Methods: Adult male rats were anesthetized and implanted subcutaneously with telemetry devices for continuous recording of electroencephalographic activity. After surgical recovery, subjects were exposed to a seizure-inducing dose of GD and treated with atropine sulfate and an oxime 1 min later, and with midazolam, midazolam-allopregnanolone or midazolam-allopregnanolone-ketamine 40 min after seizure onset. Rats were euthanized 2 weeks after exposure, and brains were collected and processed to assess neurodegeneration and microglial activation and compared with control (no GD) rats.

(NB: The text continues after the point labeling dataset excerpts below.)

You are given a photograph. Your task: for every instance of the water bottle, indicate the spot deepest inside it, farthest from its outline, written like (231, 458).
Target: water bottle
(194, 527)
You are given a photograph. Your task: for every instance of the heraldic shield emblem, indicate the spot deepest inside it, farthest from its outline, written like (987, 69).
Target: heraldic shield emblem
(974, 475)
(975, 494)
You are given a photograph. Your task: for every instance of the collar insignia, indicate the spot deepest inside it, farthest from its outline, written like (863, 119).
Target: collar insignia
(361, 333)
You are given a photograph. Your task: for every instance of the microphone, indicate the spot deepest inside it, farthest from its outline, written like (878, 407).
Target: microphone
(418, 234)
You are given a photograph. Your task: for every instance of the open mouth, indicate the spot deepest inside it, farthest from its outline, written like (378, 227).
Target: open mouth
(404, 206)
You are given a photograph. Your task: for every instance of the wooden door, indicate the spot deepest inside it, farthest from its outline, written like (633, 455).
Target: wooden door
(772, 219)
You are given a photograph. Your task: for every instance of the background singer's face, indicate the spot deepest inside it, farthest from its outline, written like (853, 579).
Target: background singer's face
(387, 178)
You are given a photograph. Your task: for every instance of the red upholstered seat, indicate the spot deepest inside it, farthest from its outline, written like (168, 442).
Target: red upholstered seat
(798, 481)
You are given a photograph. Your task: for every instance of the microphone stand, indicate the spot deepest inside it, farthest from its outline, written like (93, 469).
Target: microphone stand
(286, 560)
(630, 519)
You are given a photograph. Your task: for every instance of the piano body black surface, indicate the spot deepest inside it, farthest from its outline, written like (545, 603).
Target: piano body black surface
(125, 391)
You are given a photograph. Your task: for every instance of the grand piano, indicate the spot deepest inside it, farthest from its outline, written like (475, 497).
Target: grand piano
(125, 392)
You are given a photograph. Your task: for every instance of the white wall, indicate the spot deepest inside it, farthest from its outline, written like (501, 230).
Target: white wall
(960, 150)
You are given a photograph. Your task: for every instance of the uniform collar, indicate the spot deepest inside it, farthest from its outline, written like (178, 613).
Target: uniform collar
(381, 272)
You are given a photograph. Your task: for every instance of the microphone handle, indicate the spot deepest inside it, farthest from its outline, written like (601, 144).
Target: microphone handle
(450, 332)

Results: Groups exposed to GD showed extensive neuronal loss and microglial activation in comparison to control animals. However, microglial activation was reduced in the piriform, hippocampus and thalamus in rats that received midazolam-allopregnanolone-ketamine triple therapy compared to rats that received midazolam monotherapy. Neuronal loss was reduced in the medial and lateral thalamus in subjects that received triple therapy and reduced in the amygdala in subjects that received MDZ/ALLO dual therapy compared to midazolam monotherapy. A lower percentage of rats that were treated with MDZ/ALLO/KET developed spontaneous recurrent seizures and had a lower number of recurrent seizures after exposure.

Conclusions: While the currently fielded treatment against OPNAs can increase the likelihood of survival in the event of exposure, the risk of developing refractory status epilepticus increases if treatment is delayed, resulting in neurotoxic effects such as self-sustaining seizure activity and widespread severe brain damage. Compared to benzodiazepine monotherapy, polytherapy that additionally targets glutamatergic excitotoxicity and GABA inhibition through non-benzodiazepine sites presents some level of protection in reducing seizure severity, epileptogenesis, and brain damage, showing the potential and possible necessity of combining multiple ASMs to treat refractory status epilepticus.

Funding: This research was supported by NINDS [U01 NS074926] and by an interagency agreement (AOD21005-001 00000) between NIAID/NIH and the USAMRICD.